Sunday, November 27, 2005

Sin é, Arlington, VA

Never have dinner in an Irish pub when Notre Dame is playing Stanford. We made that mistake last night, and couldn't even hear ourselves chew!

Leo and I were trying to goad Ryan into eating something "ethnic" for dinner last night, and he kept wanting boring, plain, American food from national franchises. He just wouldn't do any of the Thai, Chinese, Lebanese, Japanese, Vietnamese, Italian, or French places in the area around the mall at Pentagon City, or even Wolfgang Puck's California Fusion place, but I had an ace in the hole: Ryan isn't just Indian, he's also Irish and Scot (his family claims to be direct descendants of William Wallace of Braveheart fame), and there's an Irish restaurant and pub on Pentagon Row called Sin é.

Sin é (pronounced "shin-ay") is really more of a cross between a pub and a sports bar, but they do have a full menu with half a dozen Irish dinners, eight American dinners, and a full assortment of appetizers, burgers, sandwiches, and wraps. The host found us a booth with really high walls around it to shelter us a bit from the bar noise and the television-in-every-room-turned-to-the-Notre-Dame-game environment of the evening. Leo had some kind of Samuel Adams on tap and Ryan and I drank iced Earl Grey tea while we pondered the multi-page menu.

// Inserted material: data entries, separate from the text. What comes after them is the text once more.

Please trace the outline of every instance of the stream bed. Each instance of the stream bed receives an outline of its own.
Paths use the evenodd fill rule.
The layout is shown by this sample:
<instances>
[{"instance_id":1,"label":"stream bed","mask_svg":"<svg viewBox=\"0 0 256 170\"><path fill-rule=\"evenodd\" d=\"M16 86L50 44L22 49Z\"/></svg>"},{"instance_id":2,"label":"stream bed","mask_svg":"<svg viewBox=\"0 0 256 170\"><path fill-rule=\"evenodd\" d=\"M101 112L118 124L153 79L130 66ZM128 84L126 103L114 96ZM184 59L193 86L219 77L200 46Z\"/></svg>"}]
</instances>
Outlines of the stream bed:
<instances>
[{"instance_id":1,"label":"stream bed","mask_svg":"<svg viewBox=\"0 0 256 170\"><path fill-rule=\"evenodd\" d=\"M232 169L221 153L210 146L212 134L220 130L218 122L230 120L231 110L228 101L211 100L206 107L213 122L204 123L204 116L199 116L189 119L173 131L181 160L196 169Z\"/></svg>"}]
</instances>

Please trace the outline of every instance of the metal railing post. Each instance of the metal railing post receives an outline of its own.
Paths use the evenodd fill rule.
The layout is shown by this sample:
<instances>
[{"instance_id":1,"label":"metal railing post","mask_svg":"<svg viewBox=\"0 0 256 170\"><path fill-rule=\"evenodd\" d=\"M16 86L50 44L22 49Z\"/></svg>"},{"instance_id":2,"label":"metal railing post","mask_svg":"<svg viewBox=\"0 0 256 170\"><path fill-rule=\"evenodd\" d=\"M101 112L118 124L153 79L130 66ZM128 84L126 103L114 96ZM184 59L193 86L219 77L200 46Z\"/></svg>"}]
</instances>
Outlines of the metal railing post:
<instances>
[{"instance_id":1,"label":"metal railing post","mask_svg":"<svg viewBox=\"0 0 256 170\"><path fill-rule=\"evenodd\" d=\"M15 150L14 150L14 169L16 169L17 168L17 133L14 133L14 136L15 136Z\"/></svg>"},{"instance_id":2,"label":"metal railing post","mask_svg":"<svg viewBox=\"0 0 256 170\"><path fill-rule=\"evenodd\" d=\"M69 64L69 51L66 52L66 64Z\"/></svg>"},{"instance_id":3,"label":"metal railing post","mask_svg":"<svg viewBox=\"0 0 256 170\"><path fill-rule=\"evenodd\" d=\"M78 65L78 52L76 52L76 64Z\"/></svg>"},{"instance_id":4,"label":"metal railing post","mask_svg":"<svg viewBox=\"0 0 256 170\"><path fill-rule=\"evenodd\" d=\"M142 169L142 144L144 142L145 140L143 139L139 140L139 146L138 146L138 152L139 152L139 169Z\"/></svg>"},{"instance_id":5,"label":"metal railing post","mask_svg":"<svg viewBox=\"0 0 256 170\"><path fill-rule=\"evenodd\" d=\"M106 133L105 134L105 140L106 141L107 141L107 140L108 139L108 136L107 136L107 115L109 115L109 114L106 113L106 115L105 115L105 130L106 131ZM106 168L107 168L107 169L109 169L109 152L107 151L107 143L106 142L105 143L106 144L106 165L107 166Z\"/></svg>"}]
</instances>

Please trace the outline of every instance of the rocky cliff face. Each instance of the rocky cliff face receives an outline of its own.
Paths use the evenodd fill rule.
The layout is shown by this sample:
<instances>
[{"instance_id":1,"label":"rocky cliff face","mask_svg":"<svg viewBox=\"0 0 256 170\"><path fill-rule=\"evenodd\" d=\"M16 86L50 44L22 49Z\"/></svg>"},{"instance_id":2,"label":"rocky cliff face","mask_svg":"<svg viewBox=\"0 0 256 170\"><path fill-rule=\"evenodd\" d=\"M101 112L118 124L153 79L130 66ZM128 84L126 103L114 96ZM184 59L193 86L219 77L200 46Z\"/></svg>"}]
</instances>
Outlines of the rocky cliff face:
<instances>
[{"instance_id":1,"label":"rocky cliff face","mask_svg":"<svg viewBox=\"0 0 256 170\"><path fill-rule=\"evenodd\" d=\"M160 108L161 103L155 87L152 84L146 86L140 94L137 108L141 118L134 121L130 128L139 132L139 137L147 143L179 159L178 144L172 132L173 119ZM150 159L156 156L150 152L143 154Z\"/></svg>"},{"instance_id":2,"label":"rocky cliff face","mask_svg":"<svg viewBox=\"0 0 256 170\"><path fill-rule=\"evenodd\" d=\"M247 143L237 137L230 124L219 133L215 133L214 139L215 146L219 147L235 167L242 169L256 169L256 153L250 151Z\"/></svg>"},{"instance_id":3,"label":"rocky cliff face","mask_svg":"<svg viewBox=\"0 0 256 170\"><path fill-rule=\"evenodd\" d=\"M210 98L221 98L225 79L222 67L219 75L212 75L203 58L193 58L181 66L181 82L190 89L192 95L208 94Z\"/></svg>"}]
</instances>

We opted to share a couple of appetizers, and chose a basket of spicy fried calamari, small squid rings breaded and deep fried then served with what they called a garlic aioli but which tasted to me more like honey mustard dressing, and a huge plate of Irish Nachos, made with thickly sliced potato chips instead of tortilla chips which I just loved!

For main courses, which arrived just after the appetizers were delivered (so much for "courses"), Ryan had a bacon cheeseburger with a house salad, Leo had fish and chips (the fish pieces were huge and looked excellent), and I had a chopped club salad. My salad was ok, but failed on a couple of fussy technical points for qualifying as a true "chopped salad," and was really more of a normal mixed-lettuces-from-the-bag with diced fried chicken fingers and some avocado cubes tossed in ranch dressing salad.

While we didn't endulge, the dessert menu had some fabulous looking things on it, from a bread pudding with Irish whiskey sauce to a Bailey's Irish Cream cheesecake to a chocolate hazelnut cake and others.

I plan to go back to Sin é. The food was good, the prices were quite reasonable, and the service was adequate. I'll just make a point to avoid Notre Dame football evenings!